Ему не нужно было объяснять и значение того, что он провел эту особенную ночь в храме. Для него Новый год означал новую жизнь.

Он посмотрел вниз, в хибати, на ее успокаивающий, приглушенный свет. Он чувствовал себя очень усталым, измотанным, но он хотел остаться. Остаться в Японии.

Священники начали песнопения, и через несколько минут он вдруг почувствовал, что он понимает значение того, что они поют. Что оно имеет для него смысл. Что было, то будет. Что сделано, то будет сделано. Вчера, сегодня, завтра, всегда.

Де Джонг закрыл глаза, почувствовав, что он засыпает стоя, и снова широко открыл их. Священников не было. Не было и молодого Канамори. Де Джонг и барон остались одни у хибати.

Они вели беседу, пока толпы снова не заполнили храм. Барон провел де Джонга по его прошлым жизням, жизням, которыми де Джонг мог гордиться: он был самураем, придворным, поэтом и музыкантом. И в нем выросло неистребимое желание остаться в Японии.

Вдруг барон сказал:

— Присоединяйся к моей молитве, хенна-гайджин, молитве по моему сыну.

Он помрачнел. Смена его настроения застала де Джонга врасплох. Что-то было не так.

Барон Канамори продолжил:

— Найга скоро упокоится.

Сначала де Джонг подумал, что он неправильно понял, что чего-то не расслышал из-за шума наполнявших храм богомольцев. Но печальное выражение лица барона Канамори убедило его в том, что он не ошибся.

— Как вы узнали об этом? — спросил де Джонг.

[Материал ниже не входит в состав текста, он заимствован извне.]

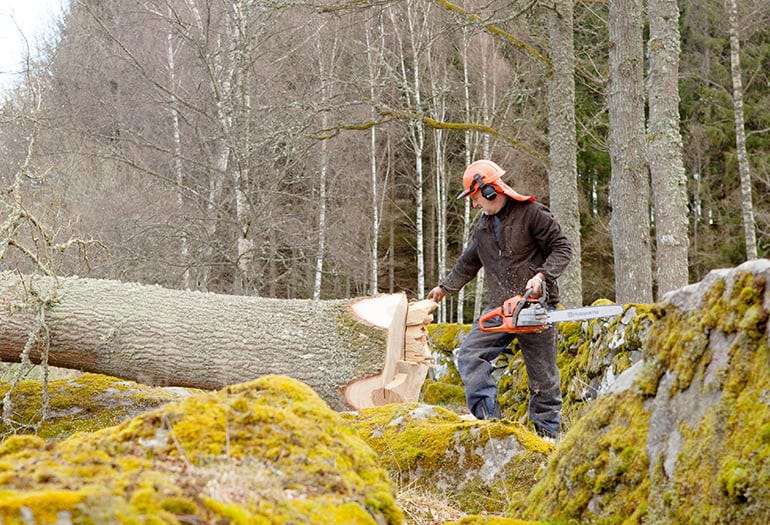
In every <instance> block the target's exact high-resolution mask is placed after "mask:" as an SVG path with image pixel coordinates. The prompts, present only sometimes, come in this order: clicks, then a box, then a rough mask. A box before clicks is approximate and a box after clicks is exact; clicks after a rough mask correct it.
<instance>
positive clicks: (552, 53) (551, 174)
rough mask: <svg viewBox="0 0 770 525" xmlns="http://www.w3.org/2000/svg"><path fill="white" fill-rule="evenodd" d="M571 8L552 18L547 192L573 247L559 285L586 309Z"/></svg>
mask: <svg viewBox="0 0 770 525" xmlns="http://www.w3.org/2000/svg"><path fill="white" fill-rule="evenodd" d="M573 25H574V24H573V2H572V0H557V1H556V2H554V9H553V10H551V11H550V12H549V14H548V27H549V42H550V48H551V65H552V70H551V72H550V76H549V79H548V140H549V143H550V147H549V152H550V160H551V169H550V170H549V171H548V187H549V189H550V196H551V209H552V210H553V213H554V215H556V218H557V219H559V222H560V223H561V227H562V229H563V230H564V233H565V235H566V236H567V238H568V239H569V241H570V244H572V250H573V256H572V260H571V261H570V264H569V266H567V269H566V270H565V271H564V274H563V275H562V278H561V279H560V285H559V288H560V293H561V298H562V302H563V303H564V304H565V305H566V306H581V305H582V304H583V279H582V275H581V271H580V261H581V256H580V252H581V248H580V212H579V210H578V189H577V136H576V132H575V47H574V38H573V34H574V31H573Z"/></svg>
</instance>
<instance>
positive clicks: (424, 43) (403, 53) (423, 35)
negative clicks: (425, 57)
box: [390, 1, 431, 299]
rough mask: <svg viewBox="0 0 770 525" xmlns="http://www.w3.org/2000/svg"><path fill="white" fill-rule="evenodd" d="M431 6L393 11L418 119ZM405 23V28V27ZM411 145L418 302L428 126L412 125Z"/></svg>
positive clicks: (411, 134) (402, 65) (422, 278)
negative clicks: (402, 26) (423, 66)
mask: <svg viewBox="0 0 770 525" xmlns="http://www.w3.org/2000/svg"><path fill="white" fill-rule="evenodd" d="M428 9H429V4H427V3H425V2H422V1H418V2H407V3H406V5H405V6H403V10H401V8H395V7H394V8H392V9H391V10H390V16H391V21H392V24H393V28H394V31H395V33H396V38H397V45H398V46H399V50H398V53H399V72H400V75H401V78H400V82H401V86H402V90H403V96H404V98H405V101H406V106H407V107H408V108H409V109H410V110H411V111H413V112H415V113H416V114H417V115H421V113H422V111H423V107H422V106H423V100H422V98H423V93H422V90H423V89H424V88H423V86H422V82H423V79H422V76H423V60H424V56H425V53H426V52H427V49H428V46H429V45H430V42H429V38H430V36H429V33H430V27H431V20H430V18H429V16H428ZM404 23H405V27H402V25H403V24H404ZM408 129H409V143H410V145H411V148H412V153H413V155H414V180H413V184H414V201H415V222H414V225H415V245H416V252H417V261H416V262H417V298H418V299H422V298H423V297H425V229H424V214H425V202H424V198H425V173H424V170H423V162H422V160H423V155H424V151H425V125H424V124H423V121H422V118H420V117H416V118H412V119H411V120H410V121H409V128H408Z"/></svg>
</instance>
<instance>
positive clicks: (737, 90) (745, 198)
mask: <svg viewBox="0 0 770 525" xmlns="http://www.w3.org/2000/svg"><path fill="white" fill-rule="evenodd" d="M725 7H726V8H727V16H728V20H729V24H730V71H731V73H732V79H733V114H734V118H735V149H736V153H737V156H738V169H739V171H740V176H741V212H742V216H743V235H744V237H745V241H746V258H747V259H748V260H751V259H756V258H757V234H756V228H755V226H754V205H753V200H752V195H751V169H750V167H749V156H748V152H747V151H746V127H745V124H744V117H743V80H742V76H741V45H740V37H739V34H738V31H739V28H738V6H737V0H725Z"/></svg>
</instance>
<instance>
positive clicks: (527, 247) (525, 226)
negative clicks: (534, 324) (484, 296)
mask: <svg viewBox="0 0 770 525" xmlns="http://www.w3.org/2000/svg"><path fill="white" fill-rule="evenodd" d="M495 216H497V217H499V218H500V228H499V230H500V231H499V236H500V240H499V242H498V241H497V240H496V238H495V233H494V227H493V224H494V222H493V221H494V219H493V218H494V217H495ZM495 216H490V215H483V216H482V217H481V219H480V220H479V222H478V223H477V224H476V227H475V228H474V230H473V237H472V239H471V242H470V243H469V244H468V247H467V248H466V249H465V251H464V252H463V253H462V255H460V258H459V259H458V260H457V262H456V263H455V265H454V267H453V268H452V271H451V272H450V273H449V275H447V276H446V277H445V278H444V279H442V280H441V282H440V283H439V285H440V286H441V288H443V289H444V291H445V292H447V293H449V294H454V293H457V292H458V291H459V290H460V288H462V287H463V286H465V284H466V283H468V282H469V281H470V280H471V279H473V278H474V277H475V276H476V274H477V273H478V271H479V269H480V268H481V267H482V266H483V267H484V272H485V278H486V283H487V287H488V290H489V292H488V297H487V300H488V301H489V305H490V306H493V307H497V306H500V305H502V304H503V302H504V301H505V300H506V299H509V298H511V297H513V296H515V295H519V294H523V293H524V288H525V286H526V285H527V281H529V280H530V279H531V278H532V276H533V275H535V274H536V273H537V272H543V274H545V276H546V287H547V289H548V302H549V303H550V304H555V303H557V302H559V287H558V285H557V283H556V278H557V277H559V275H561V273H562V272H563V271H564V269H565V268H566V267H567V264H569V261H570V257H571V256H572V248H571V246H570V243H569V241H568V240H567V237H566V236H565V235H564V233H562V231H561V227H560V226H559V223H558V222H556V219H555V218H554V216H553V214H552V213H551V210H549V209H548V207H546V206H545V205H543V204H540V203H539V202H532V201H526V202H519V201H515V200H513V199H510V198H509V199H508V202H507V203H506V204H505V205H504V206H503V208H502V209H501V210H500V211H499V212H498V213H497V214H496V215H495Z"/></svg>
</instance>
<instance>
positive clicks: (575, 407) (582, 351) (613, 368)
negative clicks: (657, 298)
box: [422, 299, 659, 427]
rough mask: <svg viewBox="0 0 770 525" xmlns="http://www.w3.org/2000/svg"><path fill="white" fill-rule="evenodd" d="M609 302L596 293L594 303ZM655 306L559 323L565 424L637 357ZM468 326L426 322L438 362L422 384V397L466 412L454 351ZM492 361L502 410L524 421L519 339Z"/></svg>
mask: <svg viewBox="0 0 770 525" xmlns="http://www.w3.org/2000/svg"><path fill="white" fill-rule="evenodd" d="M609 303H610V301H608V300H606V299H600V300H597V301H595V302H594V305H600V304H609ZM657 310H658V306H657V305H644V304H629V305H626V307H625V312H624V314H623V315H622V316H618V317H613V318H609V319H594V320H591V321H582V322H568V323H559V324H558V329H559V339H558V345H559V357H558V364H559V370H560V374H561V383H562V395H563V400H564V406H563V409H562V419H563V421H564V422H565V427H568V426H569V425H570V422H571V421H573V420H575V419H577V417H578V416H579V412H580V410H582V408H583V407H584V406H585V405H586V403H587V402H590V401H591V400H593V399H596V398H597V397H598V396H599V395H600V394H602V393H605V392H607V391H608V389H609V387H610V386H611V385H612V384H613V383H614V381H615V380H616V378H617V377H618V376H619V375H620V374H621V373H622V372H624V371H625V370H626V369H628V368H630V367H631V366H633V365H634V364H636V363H638V362H639V361H640V360H641V359H642V341H643V340H644V339H645V337H646V334H647V331H648V330H649V328H650V326H652V324H653V323H654V322H655V321H656V320H657V319H658V317H659V313H658V311H657ZM469 330H470V325H463V324H451V323H450V324H440V325H430V326H429V327H428V333H429V336H430V339H429V340H430V343H431V349H432V351H433V353H434V356H435V360H436V363H437V365H436V368H435V370H434V372H433V374H432V375H433V380H430V379H429V380H427V381H426V382H425V384H424V386H423V390H422V400H423V401H424V402H426V403H429V404H435V405H439V406H442V407H445V408H448V409H450V410H452V411H454V412H458V413H462V412H467V408H466V407H465V391H464V389H463V384H462V380H461V379H460V376H459V373H458V372H457V368H456V366H455V353H456V352H457V350H458V348H459V347H460V343H461V342H462V339H463V338H464V336H465V334H467V332H468V331H469ZM493 364H494V371H493V375H494V377H495V378H496V379H497V383H498V389H499V396H498V397H499V401H500V406H501V410H502V413H503V416H504V417H507V418H510V419H515V420H517V421H522V422H527V406H528V405H527V403H528V398H529V383H528V378H527V371H526V367H525V365H524V359H523V357H522V355H521V350H520V348H519V345H518V342H517V341H516V340H514V341H513V342H512V343H511V344H510V345H509V346H508V348H507V349H506V350H505V351H503V352H502V354H501V355H500V356H499V357H498V358H497V359H496V360H495V362H494V363H493Z"/></svg>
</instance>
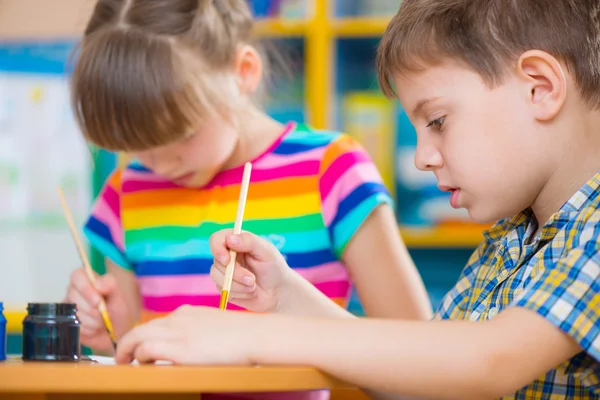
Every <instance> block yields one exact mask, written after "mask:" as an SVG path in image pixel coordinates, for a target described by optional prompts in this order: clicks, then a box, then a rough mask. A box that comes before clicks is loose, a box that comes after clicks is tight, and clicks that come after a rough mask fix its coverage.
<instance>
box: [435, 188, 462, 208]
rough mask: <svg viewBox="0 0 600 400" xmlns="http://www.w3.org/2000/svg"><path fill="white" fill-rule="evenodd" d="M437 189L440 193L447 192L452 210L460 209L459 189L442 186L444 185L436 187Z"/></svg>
mask: <svg viewBox="0 0 600 400" xmlns="http://www.w3.org/2000/svg"><path fill="white" fill-rule="evenodd" d="M438 188H439V189H440V190H441V191H442V192H449V193H450V206H451V207H452V208H459V207H460V203H459V197H460V188H456V187H452V186H444V185H438Z"/></svg>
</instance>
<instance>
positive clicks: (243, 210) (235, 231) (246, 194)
mask: <svg viewBox="0 0 600 400" xmlns="http://www.w3.org/2000/svg"><path fill="white" fill-rule="evenodd" d="M251 171H252V164H251V163H249V162H248V163H246V164H245V165H244V176H243V177H242V186H241V188H240V198H239V200H238V209H237V215H236V217H235V223H234V225H233V234H234V235H239V234H240V233H241V231H242V220H243V218H244V209H245V207H246V197H247V196H248V186H249V184H250V173H251ZM236 256H237V253H236V252H235V251H233V250H229V264H227V267H226V268H225V279H224V281H223V289H222V290H221V301H220V304H219V308H220V309H221V310H226V309H227V303H228V302H229V292H230V291H231V281H232V280H233V271H234V269H235V259H236Z"/></svg>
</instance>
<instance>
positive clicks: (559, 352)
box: [251, 308, 581, 399]
mask: <svg viewBox="0 0 600 400" xmlns="http://www.w3.org/2000/svg"><path fill="white" fill-rule="evenodd" d="M265 324H266V326H265ZM260 325H262V327H261V328H260V330H261V332H263V333H262V334H260V335H257V340H258V341H257V342H256V347H255V349H254V354H252V356H251V360H252V361H253V362H255V363H258V364H276V365H277V364H278V365H282V364H288V365H312V366H315V367H317V368H319V369H321V370H323V371H325V372H327V373H330V374H332V375H334V376H337V377H339V378H341V379H344V380H346V381H348V382H352V383H353V384H356V385H358V386H360V387H365V388H368V389H373V390H377V391H381V392H389V393H398V394H403V395H407V396H415V397H426V398H436V399H471V398H472V399H487V398H496V397H499V396H502V395H506V394H510V393H512V392H514V391H516V390H517V389H519V388H521V387H523V386H525V385H526V384H528V383H529V382H532V381H533V380H535V379H536V378H539V377H540V376H542V375H543V374H544V373H545V372H547V371H548V370H550V369H552V368H553V367H555V366H557V365H558V364H560V363H561V362H563V361H565V360H567V359H569V358H570V357H572V356H574V355H575V354H577V353H578V352H580V351H581V348H580V347H579V346H578V345H577V343H576V342H575V341H574V340H573V339H571V338H570V337H569V336H567V335H566V334H564V333H563V332H561V331H560V330H559V329H557V328H556V327H554V326H553V325H552V324H550V323H549V322H548V321H547V320H545V319H544V318H542V317H540V316H539V315H537V314H536V313H534V312H532V311H529V310H525V309H521V308H512V309H508V310H506V311H505V312H503V313H501V314H499V315H498V316H497V317H496V318H494V319H493V320H490V321H485V322H466V321H434V322H411V321H391V320H362V321H360V322H357V321H356V320H335V321H333V320H318V321H317V320H304V319H293V318H289V319H288V318H285V319H284V320H282V319H279V318H277V319H266V320H265V321H263V322H261V324H260ZM264 332H277V334H276V335H268V336H265V335H264ZM317 343H318V344H317ZM365 366H370V367H369V368H366V367H365Z"/></svg>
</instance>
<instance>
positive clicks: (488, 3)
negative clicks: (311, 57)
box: [377, 0, 600, 108]
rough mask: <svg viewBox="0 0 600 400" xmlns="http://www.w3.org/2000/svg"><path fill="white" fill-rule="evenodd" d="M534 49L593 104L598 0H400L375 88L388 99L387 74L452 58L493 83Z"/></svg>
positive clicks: (493, 84)
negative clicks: (561, 66) (549, 59)
mask: <svg viewBox="0 0 600 400" xmlns="http://www.w3.org/2000/svg"><path fill="white" fill-rule="evenodd" d="M533 49H537V50H542V51H545V52H547V53H549V54H551V55H552V56H554V57H556V58H557V60H559V61H560V62H562V63H563V64H564V65H565V66H566V68H567V69H568V71H569V72H570V73H571V74H572V75H573V76H574V79H575V81H576V83H577V85H578V87H579V89H580V92H581V95H582V98H583V99H584V100H585V101H586V102H587V103H588V104H589V105H590V106H591V107H593V108H597V107H599V106H600V0H552V1H550V0H404V1H403V3H402V4H401V5H400V9H399V10H398V13H397V14H396V15H395V16H394V17H393V19H392V20H391V22H390V23H389V25H388V27H387V29H386V31H385V34H384V35H383V38H382V40H381V42H380V44H379V46H378V49H377V70H378V78H379V85H380V87H381V89H382V91H383V92H384V93H385V95H386V96H388V97H394V96H395V93H394V89H393V87H392V81H393V75H394V74H397V73H402V72H403V71H405V72H406V71H417V70H420V69H423V68H425V67H427V66H432V65H436V64H437V63H440V62H441V61H443V60H444V59H453V60H456V61H459V62H462V63H463V64H466V65H467V66H468V67H470V68H471V69H473V70H474V71H476V72H477V73H479V74H480V75H481V76H482V78H483V79H484V81H485V82H486V83H487V84H488V85H490V86H494V85H498V84H500V83H501V82H502V79H503V77H504V75H505V73H506V72H507V71H508V68H510V64H511V61H512V62H514V61H516V59H517V58H518V57H519V56H520V55H521V54H522V53H523V52H525V51H527V50H533Z"/></svg>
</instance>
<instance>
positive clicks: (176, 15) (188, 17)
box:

— Я знал об этом, как знал и о тебе. Найга выполнил свою карму и привез тебя ко мне. Ему теперь нечего делать в этом мире.

— Но почему он должен умереть?

Барон посмотрел в хибати.

— Из-за тебя, гайджин. Нужна кровавая жертва, чтобы привязать тебя к Японии. Потому что ты сможешь сделать для нации то, что он не сможет. Приходи ко мне, гайджин, когда мой сын умрет.

* * *

Оксфорд

В холодный мокрый февральский вечер де Джонг и Канамори пошли в недавно открытый кинотеатр на Джордж-стрит. Это был их второй за три последних дня поход туда. Канамори был без ума от кинофильмов, особенно ему нравились голливудские варьете. В еще большем экстазе он был от самого кинотеатра (всего лишь второго в Оксфорде) — явления, впервые взволновавшего университетский городок после прошлогодней показательной встречи между Фредом Перри, трехкратным победителем Уимблдонского турнира, и чемпионом Америки Дональдом Баджем.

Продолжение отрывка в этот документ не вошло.